New York: Scientists have developed an algorithm that captures our learning abilities, enabling computers to recognise and draw simple visual concepts that are mostly indistinguishable from those created by humans. The work marks a significant advance in the field—one that dramatically shortens the time it takes computers to ‘learn’ new concepts and broadens their application to more creative tasks. “Our results show that by reverse engineering how people think about a problem, we can develop better algorithms,” said Brenden Lake from New York University.
“Moreover, this work points to promising methods to narrow the gap for other machine learning tasks,” said Lake. When humans are exposed to a new concept—such as new piece of kitchen equipment, a new dance move, or a new letter in an unfamiliar alphabet—they often need only a few examples to understand its make-up and recognise new instances. While machines can now replicate some pattern—recognition tasks previously done only by humans—ATMs reading the numbers written on a check, for instance—machines typically need to be given hundreds or thousands of examples to perform with similar accuracy. “It has been very difficult to build machines that require as little data as humans when learning a new concept,” said Ruslan Salakhutdinov from the University of Toronto.”

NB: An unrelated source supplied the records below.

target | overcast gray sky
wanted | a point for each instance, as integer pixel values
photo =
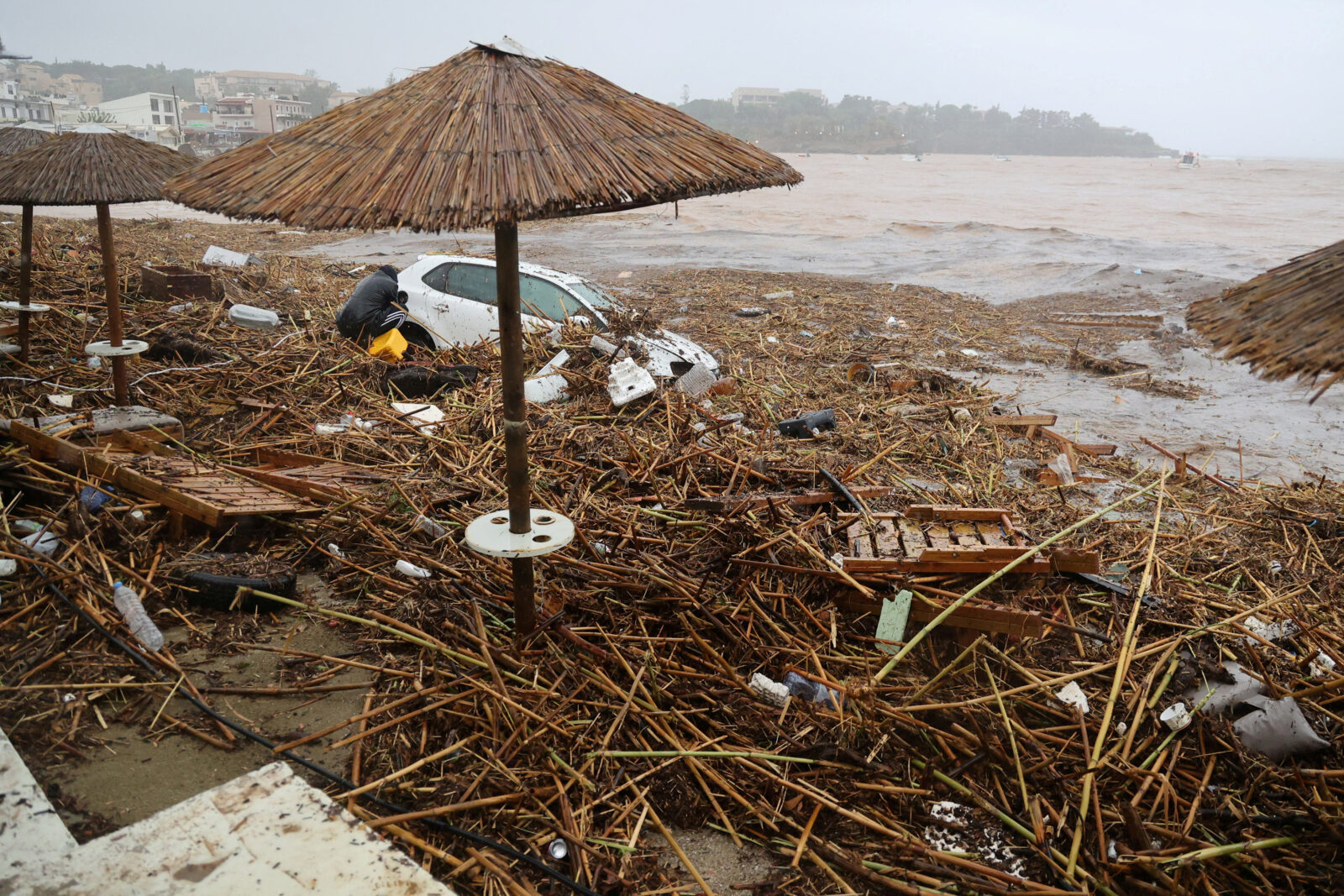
(1236, 76)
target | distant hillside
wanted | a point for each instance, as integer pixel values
(127, 81)
(803, 123)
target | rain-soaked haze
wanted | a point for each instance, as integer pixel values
(1252, 86)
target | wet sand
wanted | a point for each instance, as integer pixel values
(1045, 234)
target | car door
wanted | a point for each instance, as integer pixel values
(457, 304)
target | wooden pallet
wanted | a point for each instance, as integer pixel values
(188, 486)
(932, 537)
(311, 476)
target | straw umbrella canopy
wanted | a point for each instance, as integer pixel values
(17, 140)
(1288, 322)
(487, 139)
(91, 167)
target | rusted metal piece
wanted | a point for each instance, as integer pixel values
(24, 281)
(933, 537)
(175, 281)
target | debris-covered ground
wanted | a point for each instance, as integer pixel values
(629, 716)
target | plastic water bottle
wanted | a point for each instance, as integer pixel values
(813, 691)
(128, 605)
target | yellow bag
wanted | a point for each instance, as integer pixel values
(391, 344)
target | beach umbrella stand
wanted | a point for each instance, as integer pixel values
(89, 167)
(118, 348)
(26, 307)
(491, 137)
(522, 532)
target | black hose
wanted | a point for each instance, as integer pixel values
(312, 766)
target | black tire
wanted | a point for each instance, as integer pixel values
(218, 591)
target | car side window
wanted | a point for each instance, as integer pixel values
(437, 278)
(544, 298)
(472, 281)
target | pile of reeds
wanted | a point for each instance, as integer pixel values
(631, 715)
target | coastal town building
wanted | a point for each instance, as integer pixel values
(78, 87)
(768, 97)
(262, 114)
(143, 109)
(340, 98)
(235, 82)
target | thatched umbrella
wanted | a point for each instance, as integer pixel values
(1288, 322)
(486, 139)
(92, 167)
(17, 140)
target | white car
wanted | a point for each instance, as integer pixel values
(454, 298)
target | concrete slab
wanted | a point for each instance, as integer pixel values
(29, 825)
(266, 832)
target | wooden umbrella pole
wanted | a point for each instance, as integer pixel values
(24, 280)
(515, 419)
(109, 278)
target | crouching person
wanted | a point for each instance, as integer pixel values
(374, 308)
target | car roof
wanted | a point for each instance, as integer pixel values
(537, 270)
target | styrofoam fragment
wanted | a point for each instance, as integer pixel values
(629, 382)
(769, 689)
(696, 380)
(1073, 696)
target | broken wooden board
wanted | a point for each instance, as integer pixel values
(311, 476)
(933, 537)
(988, 618)
(188, 486)
(732, 504)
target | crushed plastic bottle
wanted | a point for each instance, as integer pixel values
(409, 569)
(813, 691)
(128, 605)
(255, 317)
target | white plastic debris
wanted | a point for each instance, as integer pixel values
(228, 258)
(1073, 696)
(696, 380)
(429, 527)
(255, 317)
(769, 689)
(629, 382)
(427, 418)
(1175, 716)
(1062, 469)
(409, 569)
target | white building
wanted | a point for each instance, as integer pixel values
(143, 109)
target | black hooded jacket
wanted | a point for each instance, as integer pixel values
(369, 312)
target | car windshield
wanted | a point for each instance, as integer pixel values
(595, 295)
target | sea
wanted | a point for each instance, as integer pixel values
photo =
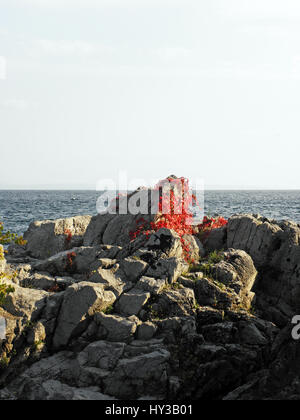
(19, 208)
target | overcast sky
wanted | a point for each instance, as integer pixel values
(207, 89)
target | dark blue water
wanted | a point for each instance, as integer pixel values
(19, 208)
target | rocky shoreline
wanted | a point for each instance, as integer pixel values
(94, 315)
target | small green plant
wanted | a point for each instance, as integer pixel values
(4, 362)
(38, 344)
(215, 257)
(5, 290)
(108, 310)
(8, 237)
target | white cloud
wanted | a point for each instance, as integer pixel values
(173, 53)
(66, 48)
(95, 3)
(16, 104)
(2, 68)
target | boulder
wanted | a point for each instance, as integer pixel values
(26, 303)
(2, 260)
(168, 269)
(140, 373)
(76, 260)
(175, 303)
(115, 328)
(146, 331)
(151, 285)
(210, 293)
(133, 268)
(49, 237)
(112, 279)
(238, 272)
(216, 240)
(259, 237)
(81, 301)
(132, 302)
(275, 250)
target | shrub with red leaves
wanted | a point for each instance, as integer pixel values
(174, 213)
(69, 235)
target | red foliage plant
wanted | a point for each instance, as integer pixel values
(70, 260)
(69, 235)
(174, 213)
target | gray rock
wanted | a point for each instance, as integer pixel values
(26, 303)
(146, 331)
(115, 328)
(132, 302)
(239, 273)
(167, 242)
(172, 303)
(81, 301)
(57, 391)
(133, 268)
(75, 260)
(102, 355)
(256, 236)
(144, 374)
(2, 259)
(168, 269)
(216, 240)
(113, 279)
(47, 238)
(151, 285)
(37, 334)
(208, 293)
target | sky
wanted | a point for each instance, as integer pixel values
(204, 89)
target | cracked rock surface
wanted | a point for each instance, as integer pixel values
(100, 317)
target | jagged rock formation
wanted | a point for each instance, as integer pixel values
(98, 316)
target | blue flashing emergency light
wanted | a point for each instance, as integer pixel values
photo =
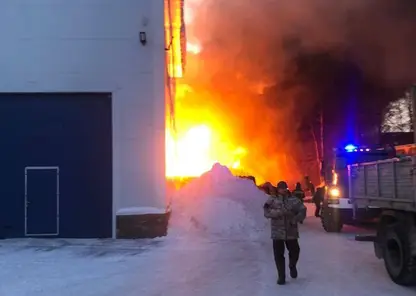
(350, 148)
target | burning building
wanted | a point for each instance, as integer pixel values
(82, 103)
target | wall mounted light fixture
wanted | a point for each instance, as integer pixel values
(143, 38)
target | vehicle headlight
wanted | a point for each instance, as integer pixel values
(334, 192)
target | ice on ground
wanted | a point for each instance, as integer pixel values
(330, 264)
(221, 204)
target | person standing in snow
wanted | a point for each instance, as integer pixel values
(317, 199)
(309, 185)
(285, 212)
(299, 193)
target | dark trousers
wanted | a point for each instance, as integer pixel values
(279, 254)
(317, 209)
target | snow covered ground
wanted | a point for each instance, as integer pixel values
(219, 248)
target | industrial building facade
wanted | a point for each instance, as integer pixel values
(82, 117)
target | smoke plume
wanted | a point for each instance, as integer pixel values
(267, 68)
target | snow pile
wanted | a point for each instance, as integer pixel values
(221, 204)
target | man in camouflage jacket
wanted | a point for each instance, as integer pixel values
(285, 212)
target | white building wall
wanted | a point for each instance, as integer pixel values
(93, 46)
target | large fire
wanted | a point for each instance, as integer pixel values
(200, 138)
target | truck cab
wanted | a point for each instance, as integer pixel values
(337, 208)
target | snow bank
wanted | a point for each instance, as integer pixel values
(219, 203)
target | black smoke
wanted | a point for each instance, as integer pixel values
(271, 67)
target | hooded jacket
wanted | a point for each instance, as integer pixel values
(284, 212)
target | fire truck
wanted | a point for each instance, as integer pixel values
(378, 183)
(337, 208)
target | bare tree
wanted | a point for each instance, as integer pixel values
(398, 116)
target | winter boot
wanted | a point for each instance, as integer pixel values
(293, 272)
(281, 270)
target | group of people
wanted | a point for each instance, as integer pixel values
(286, 210)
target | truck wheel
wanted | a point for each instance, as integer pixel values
(331, 222)
(400, 266)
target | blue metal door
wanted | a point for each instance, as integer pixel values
(72, 131)
(42, 201)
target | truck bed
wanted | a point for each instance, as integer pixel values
(388, 184)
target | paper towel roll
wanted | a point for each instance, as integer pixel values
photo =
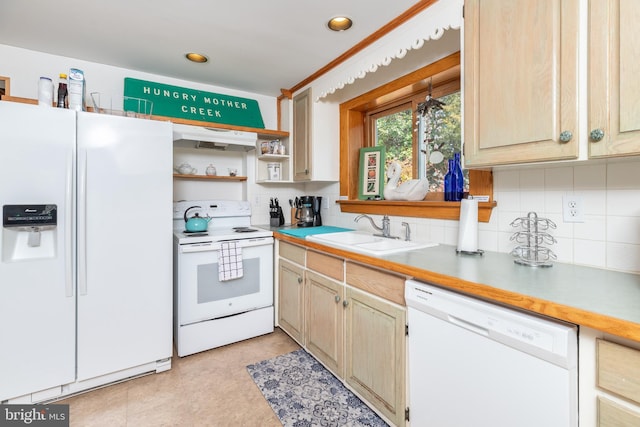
(468, 227)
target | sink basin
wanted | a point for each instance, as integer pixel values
(369, 244)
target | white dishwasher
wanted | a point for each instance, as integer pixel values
(477, 364)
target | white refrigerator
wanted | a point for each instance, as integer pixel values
(85, 250)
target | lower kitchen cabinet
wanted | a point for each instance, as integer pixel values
(291, 299)
(375, 352)
(325, 320)
(609, 372)
(351, 318)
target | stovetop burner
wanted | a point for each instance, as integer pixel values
(244, 229)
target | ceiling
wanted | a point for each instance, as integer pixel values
(253, 45)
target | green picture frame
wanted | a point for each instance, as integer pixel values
(371, 180)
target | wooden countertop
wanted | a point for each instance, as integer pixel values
(605, 300)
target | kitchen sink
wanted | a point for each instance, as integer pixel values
(369, 244)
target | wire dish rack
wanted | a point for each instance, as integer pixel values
(531, 238)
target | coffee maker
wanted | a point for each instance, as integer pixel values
(308, 211)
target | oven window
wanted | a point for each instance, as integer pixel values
(210, 289)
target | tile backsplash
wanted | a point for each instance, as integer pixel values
(608, 238)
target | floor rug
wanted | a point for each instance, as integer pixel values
(303, 393)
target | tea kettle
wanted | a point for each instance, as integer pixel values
(196, 222)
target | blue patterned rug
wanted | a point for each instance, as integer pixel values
(303, 393)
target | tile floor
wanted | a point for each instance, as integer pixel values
(211, 388)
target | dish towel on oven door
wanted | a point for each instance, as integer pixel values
(229, 261)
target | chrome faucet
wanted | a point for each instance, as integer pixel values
(385, 229)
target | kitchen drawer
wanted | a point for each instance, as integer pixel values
(326, 264)
(385, 285)
(619, 369)
(291, 252)
(611, 414)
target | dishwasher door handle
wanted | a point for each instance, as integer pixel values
(468, 325)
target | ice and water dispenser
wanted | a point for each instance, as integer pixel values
(29, 232)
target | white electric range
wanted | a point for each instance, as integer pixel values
(213, 307)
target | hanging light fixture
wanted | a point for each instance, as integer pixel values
(339, 23)
(196, 57)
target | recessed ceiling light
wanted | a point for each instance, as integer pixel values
(196, 57)
(340, 23)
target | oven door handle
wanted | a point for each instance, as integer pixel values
(215, 246)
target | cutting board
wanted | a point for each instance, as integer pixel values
(303, 232)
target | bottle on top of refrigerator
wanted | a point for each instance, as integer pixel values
(62, 92)
(76, 89)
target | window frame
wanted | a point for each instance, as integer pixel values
(353, 136)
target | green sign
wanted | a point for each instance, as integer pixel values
(183, 103)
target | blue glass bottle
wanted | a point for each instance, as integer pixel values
(448, 182)
(457, 179)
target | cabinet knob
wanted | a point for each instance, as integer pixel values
(565, 136)
(596, 135)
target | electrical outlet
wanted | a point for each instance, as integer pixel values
(572, 208)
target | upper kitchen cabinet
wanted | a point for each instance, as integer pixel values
(520, 81)
(302, 136)
(614, 87)
(315, 148)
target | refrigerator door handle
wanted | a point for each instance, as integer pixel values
(82, 226)
(68, 245)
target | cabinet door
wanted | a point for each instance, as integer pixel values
(302, 136)
(520, 81)
(325, 321)
(614, 87)
(290, 300)
(375, 352)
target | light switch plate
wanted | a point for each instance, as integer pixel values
(572, 208)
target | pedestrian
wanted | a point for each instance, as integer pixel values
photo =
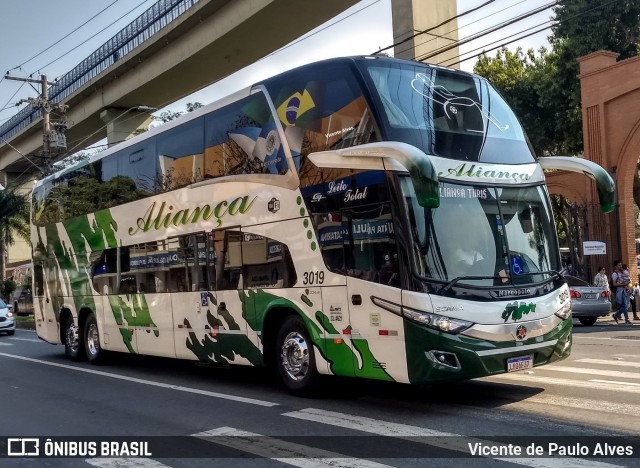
(601, 280)
(618, 280)
(635, 294)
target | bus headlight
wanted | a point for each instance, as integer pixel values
(435, 321)
(565, 311)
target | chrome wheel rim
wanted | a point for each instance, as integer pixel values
(72, 338)
(93, 339)
(295, 356)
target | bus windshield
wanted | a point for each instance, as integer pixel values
(500, 235)
(446, 113)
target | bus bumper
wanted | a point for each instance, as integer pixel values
(437, 356)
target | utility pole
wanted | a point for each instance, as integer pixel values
(50, 139)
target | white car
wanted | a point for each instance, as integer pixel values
(7, 323)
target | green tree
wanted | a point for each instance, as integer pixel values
(550, 81)
(168, 116)
(14, 222)
(521, 77)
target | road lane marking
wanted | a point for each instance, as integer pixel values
(609, 362)
(26, 339)
(283, 451)
(445, 440)
(179, 388)
(125, 463)
(595, 338)
(581, 403)
(631, 384)
(603, 372)
(592, 384)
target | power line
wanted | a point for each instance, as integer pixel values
(486, 31)
(435, 27)
(553, 21)
(64, 37)
(460, 28)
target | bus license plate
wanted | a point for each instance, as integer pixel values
(519, 363)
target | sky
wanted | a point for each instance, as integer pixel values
(41, 37)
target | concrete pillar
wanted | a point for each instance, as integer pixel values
(413, 16)
(20, 251)
(123, 124)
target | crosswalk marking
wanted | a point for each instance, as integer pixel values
(125, 463)
(602, 372)
(592, 384)
(581, 403)
(431, 437)
(608, 362)
(178, 388)
(283, 451)
(631, 384)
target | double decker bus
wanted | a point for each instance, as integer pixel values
(366, 217)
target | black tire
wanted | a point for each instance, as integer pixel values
(587, 321)
(93, 349)
(295, 357)
(73, 342)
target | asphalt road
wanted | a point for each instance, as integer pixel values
(197, 415)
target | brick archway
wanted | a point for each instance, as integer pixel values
(611, 126)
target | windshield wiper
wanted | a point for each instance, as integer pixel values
(453, 282)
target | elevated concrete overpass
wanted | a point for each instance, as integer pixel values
(204, 42)
(180, 46)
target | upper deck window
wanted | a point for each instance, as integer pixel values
(446, 113)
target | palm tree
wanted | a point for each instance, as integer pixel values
(14, 221)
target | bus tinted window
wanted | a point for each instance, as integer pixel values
(180, 153)
(242, 139)
(446, 113)
(321, 108)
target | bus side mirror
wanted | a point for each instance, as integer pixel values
(604, 183)
(526, 223)
(404, 156)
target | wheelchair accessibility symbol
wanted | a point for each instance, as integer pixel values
(517, 265)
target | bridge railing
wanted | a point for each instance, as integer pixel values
(133, 35)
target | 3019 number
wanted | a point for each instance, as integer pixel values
(313, 277)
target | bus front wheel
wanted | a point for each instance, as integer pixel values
(73, 344)
(94, 351)
(295, 358)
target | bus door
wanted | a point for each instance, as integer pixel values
(373, 291)
(46, 316)
(191, 281)
(228, 306)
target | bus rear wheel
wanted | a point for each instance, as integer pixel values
(94, 351)
(295, 358)
(73, 343)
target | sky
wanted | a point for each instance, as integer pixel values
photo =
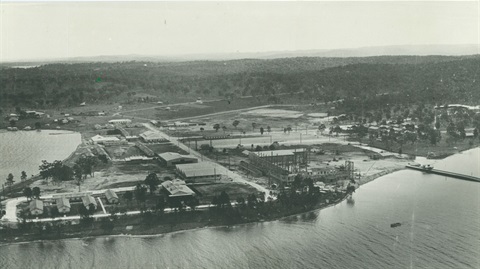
(50, 30)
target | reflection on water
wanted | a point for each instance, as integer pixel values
(25, 150)
(440, 229)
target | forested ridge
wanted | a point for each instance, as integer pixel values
(437, 79)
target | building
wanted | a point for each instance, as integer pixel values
(177, 188)
(36, 207)
(111, 196)
(120, 121)
(151, 136)
(63, 204)
(287, 159)
(146, 150)
(88, 200)
(138, 159)
(173, 158)
(98, 139)
(198, 172)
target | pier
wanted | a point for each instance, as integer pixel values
(444, 173)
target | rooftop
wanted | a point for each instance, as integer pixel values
(151, 135)
(62, 201)
(177, 187)
(99, 138)
(197, 169)
(282, 152)
(170, 156)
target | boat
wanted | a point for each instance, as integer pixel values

Replicating these abilities is an exciting area of research connecting machine learning, statistics, computer vision, and cognitive science,” said Salakhutdinov. The researchers developed a ‘Bayesian Programme Learning’ (BPL) framework, where concepts are represented as simple computer programmes. For instance, the letter ‘A’ is represented by computer code—resembling the work of a computer programmer—that generates examples of that letter when the code is run. Yet no programmer is required during the learning process: the algorithm programmes itself by constructing code to produce the letter it sees. Also, unlike standard computer programmes that produce the same output every time they run, these probabilistic programmes produce different outputs at each execution. This allows them to capture the way instances of a concept vary, such as the differences between how two people draw the letter ‘A’.
While standard pattern recognition algorithms represent concepts as configurations of pixels or collections of features, the BPL approach learns “generative models” of processes in the world, making learning a matter of ‘model building’ or ‘explaining’ the data provided to the algorithm. In the case of writing and recognising letters, BPL is designed to capture both the causal and compositional properties of real-world processes, allowing the algorithm to use data more efficiently. The research appears in the journal Science.